Janet Roberts, Ph.D., a clinical psychologist who specializes in body image and parenting, adds: “Parents need to reinforce, by words and actions, behaviors that are related to those positive qualities they wish their children to develop. Likewise, parents can de-emphasize those cultural stereotypes that are so damaging to everyone who is less than ‘perfect,’ which includes all of us. This requires being mindful about not reinforcing those ideals. For example, a parent would not want to frequently say things like, ‘You're so pretty!’ instead emphasizing that their child has a beautiful heart, is kind, intelligent and strong.”
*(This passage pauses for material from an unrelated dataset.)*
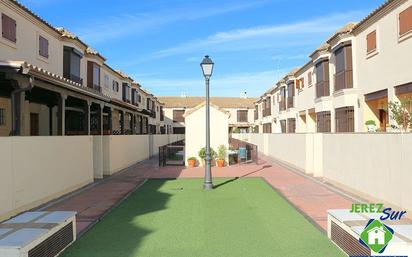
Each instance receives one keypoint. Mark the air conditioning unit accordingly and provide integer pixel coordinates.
(37, 234)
What’s more, parents need to set positive examples. “It is important to remember that girls are watching us,” Choate points out. “Although many parents, particularly mothers, are careful not to say anything critical to their daughters about their bodies, moms may not realize that their own frequent diets and complaints about their own bodies can be very damaging to their daughter's developing body image.”
2. Low levels of perceived societal pressure. Women who internalize the pressure to attain society’s standards of beauty are most susceptible to body image issues and feeling dissatisfied with how they look.
“Media is one of the worst culprits,” Snapp warns. “If you know that some particular shows are going to put these images out there and make you feel bad, stop watching them."
3. Rejection of the superwoman ideal. The idea that we have to do it all—be successful career women, caring wives and nurturing mothers, who always look great—can make it seem like we’re never good enough. The result? Our self-esteem can take a big hit.
Women who are able to reject this superwoman ideal may be better at setting realistic expectations and not beating themselves up for not being perfect in every category, which helps preserve self-esteem.